Честное слово, я обрадовался, что задание будет не таким рутинным и неинтересным, как подумалось сначала.
— Соперник… — В горле моего клиента заклокотал зарождающийся плевок. — Ух, я бы его!.. Только он воин опытный. И умные слова говорить умеет. И все его почитают. А я… Оксана говорит — молод еще.
— И часто ты с ней общаешься, с Оксаной?
— Один раз у колодца подкараулил. Из дома браслет червонного золота стащил, который от матери остался. Грех на душу взял… Сердце Оксане раскрыл, а она посмеялась. И отец потом уши надрал…
— За браслет?
— Ага. И за колодец.
— А с колодцем-то что случилось?
— Плюнул с досады… — вздохнул Гаврила. — Откуда я знал, что он завалится? Всё Колуново теперь в соседнее село за водой ходит.
— Понятно, — сказал я. — Теперь хотя бы прояснилось, в каком именно веке родилась известная русская пословица.

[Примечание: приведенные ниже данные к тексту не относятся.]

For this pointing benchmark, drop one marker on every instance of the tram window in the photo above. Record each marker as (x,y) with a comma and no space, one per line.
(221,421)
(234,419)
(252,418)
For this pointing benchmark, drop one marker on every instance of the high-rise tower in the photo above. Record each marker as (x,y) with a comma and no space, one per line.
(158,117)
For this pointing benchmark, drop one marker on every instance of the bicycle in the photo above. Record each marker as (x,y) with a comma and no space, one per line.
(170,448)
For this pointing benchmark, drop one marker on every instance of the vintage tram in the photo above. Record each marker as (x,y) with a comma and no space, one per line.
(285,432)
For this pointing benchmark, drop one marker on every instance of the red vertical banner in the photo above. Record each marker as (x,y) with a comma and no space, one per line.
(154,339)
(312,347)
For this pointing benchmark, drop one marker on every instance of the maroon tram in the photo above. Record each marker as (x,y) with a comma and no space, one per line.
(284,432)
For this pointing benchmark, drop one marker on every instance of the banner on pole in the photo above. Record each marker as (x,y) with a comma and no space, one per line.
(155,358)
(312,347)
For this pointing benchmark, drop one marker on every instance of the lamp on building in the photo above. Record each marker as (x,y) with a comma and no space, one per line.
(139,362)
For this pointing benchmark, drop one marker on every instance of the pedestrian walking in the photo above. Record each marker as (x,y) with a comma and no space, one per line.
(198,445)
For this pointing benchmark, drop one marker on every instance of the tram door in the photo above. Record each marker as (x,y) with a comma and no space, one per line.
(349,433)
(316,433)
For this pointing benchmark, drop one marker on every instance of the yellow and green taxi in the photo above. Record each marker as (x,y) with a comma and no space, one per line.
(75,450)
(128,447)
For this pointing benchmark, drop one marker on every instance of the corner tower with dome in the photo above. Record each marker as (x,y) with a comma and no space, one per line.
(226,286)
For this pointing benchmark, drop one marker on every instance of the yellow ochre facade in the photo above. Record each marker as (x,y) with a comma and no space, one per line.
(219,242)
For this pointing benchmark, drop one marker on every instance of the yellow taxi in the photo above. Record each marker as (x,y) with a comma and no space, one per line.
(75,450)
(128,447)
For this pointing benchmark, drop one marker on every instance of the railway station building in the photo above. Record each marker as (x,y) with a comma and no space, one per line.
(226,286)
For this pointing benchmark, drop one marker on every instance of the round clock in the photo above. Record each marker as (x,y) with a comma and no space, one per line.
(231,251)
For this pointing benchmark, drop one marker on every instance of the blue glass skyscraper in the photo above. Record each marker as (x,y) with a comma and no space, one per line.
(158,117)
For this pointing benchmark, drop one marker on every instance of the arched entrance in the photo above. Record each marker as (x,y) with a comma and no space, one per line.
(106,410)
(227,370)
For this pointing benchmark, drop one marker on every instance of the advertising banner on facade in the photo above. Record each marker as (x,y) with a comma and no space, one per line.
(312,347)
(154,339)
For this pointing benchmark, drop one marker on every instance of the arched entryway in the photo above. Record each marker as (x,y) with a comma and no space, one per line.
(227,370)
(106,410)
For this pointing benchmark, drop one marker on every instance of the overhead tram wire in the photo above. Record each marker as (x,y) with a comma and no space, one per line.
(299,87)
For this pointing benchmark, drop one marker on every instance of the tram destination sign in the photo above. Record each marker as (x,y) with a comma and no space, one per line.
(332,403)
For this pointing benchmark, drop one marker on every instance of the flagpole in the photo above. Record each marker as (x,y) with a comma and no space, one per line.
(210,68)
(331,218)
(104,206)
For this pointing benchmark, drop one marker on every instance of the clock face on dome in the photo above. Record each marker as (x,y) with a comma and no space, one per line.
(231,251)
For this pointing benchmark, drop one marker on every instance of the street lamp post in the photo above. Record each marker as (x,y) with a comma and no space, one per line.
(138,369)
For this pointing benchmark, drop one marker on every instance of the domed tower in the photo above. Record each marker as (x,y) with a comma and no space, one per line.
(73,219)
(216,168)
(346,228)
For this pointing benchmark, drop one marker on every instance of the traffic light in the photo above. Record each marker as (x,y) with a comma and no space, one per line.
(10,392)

— Какая? — поинтересовался Гаврила.
— Не важно. Давай с твоим делом сначала разберемся. Итак, Оксана… Откуда она и кто вообще такая? Только не заводи про сахарные уста, а по делу говори.
— Оксана — девица, — сообщил Гаврила. — Дочка сестры вдовицы Параши.
— Параша… извини за выражение, кто такая?
— Купец Силантий был тут у нас… О позапрошлом годе лихоманка его в могилу свела. Вдовица его осталась. Живет в имении… За деревенькой, за буграми, потом через овраг идти… Недалеко… У Параши сестрица в Москве померла. Перед смертью прислала сиротку Оксану к единственной родне на приживание.
— Ясно… Теперь о сопернике.
— Ну что о нем сказывать? Если б ты, Адик, немного пожил в здешних местах — хоть один денек, — сам бы всё узнал. Георгий — богатырь, каких земля русская еще не видывала. Не так давно вернулся отдыхать после подвигов ратных. Басурман в восточных степях бил. Самого Ахмета Медного Лба пленил.
— Что еще за Ахмет?
— Известный воин басурманский! Георгий давно за ним гонялся. Победил даже как-то раз, голову ему разбил шестопером. Думал — конец пришел душегубу. Ан нет. Басурманские колдуны Ахмету взамен разбитой кости вставили медную заплату, и начал Ахмет почище прежнего бедокурить. Города в одиночку брал — во как! Разбежится, медным лбом ухнет в ворота — те в щепки! Никакого тарана не надо! А дальше ужо просто… Но богатырю удалось-таки сего Ахметку стреножить. Хотя и с трудом. Раны Георгий получил кровавые.
— Надо думать, от ран кровавых он довольно скоро оклемался, если за девицами уже бегать начал… И как далеко их отношения зашли? Я имею в виду Оксану с Георгием?
— Отношения-то… Видел я их вместе два раза или три. Георгий в гости ко вдовице повадился. А уж там-то… Известно, что творится.
— Хочешь сказать, что девица Оксана, возможно, уже вовсе не девица? — спросил я и сразу об этом пожалел: Гаврила взревел так, что паутина, колыхнувшись, едва не слетела в реку. Опричники, всё еще копошившиеся на берегу, встревожились — это прекрасно было видно через изрядно поредевшие паутинные нити… Адовы пылающие глубины! Нас ведь сейчас обнаружат!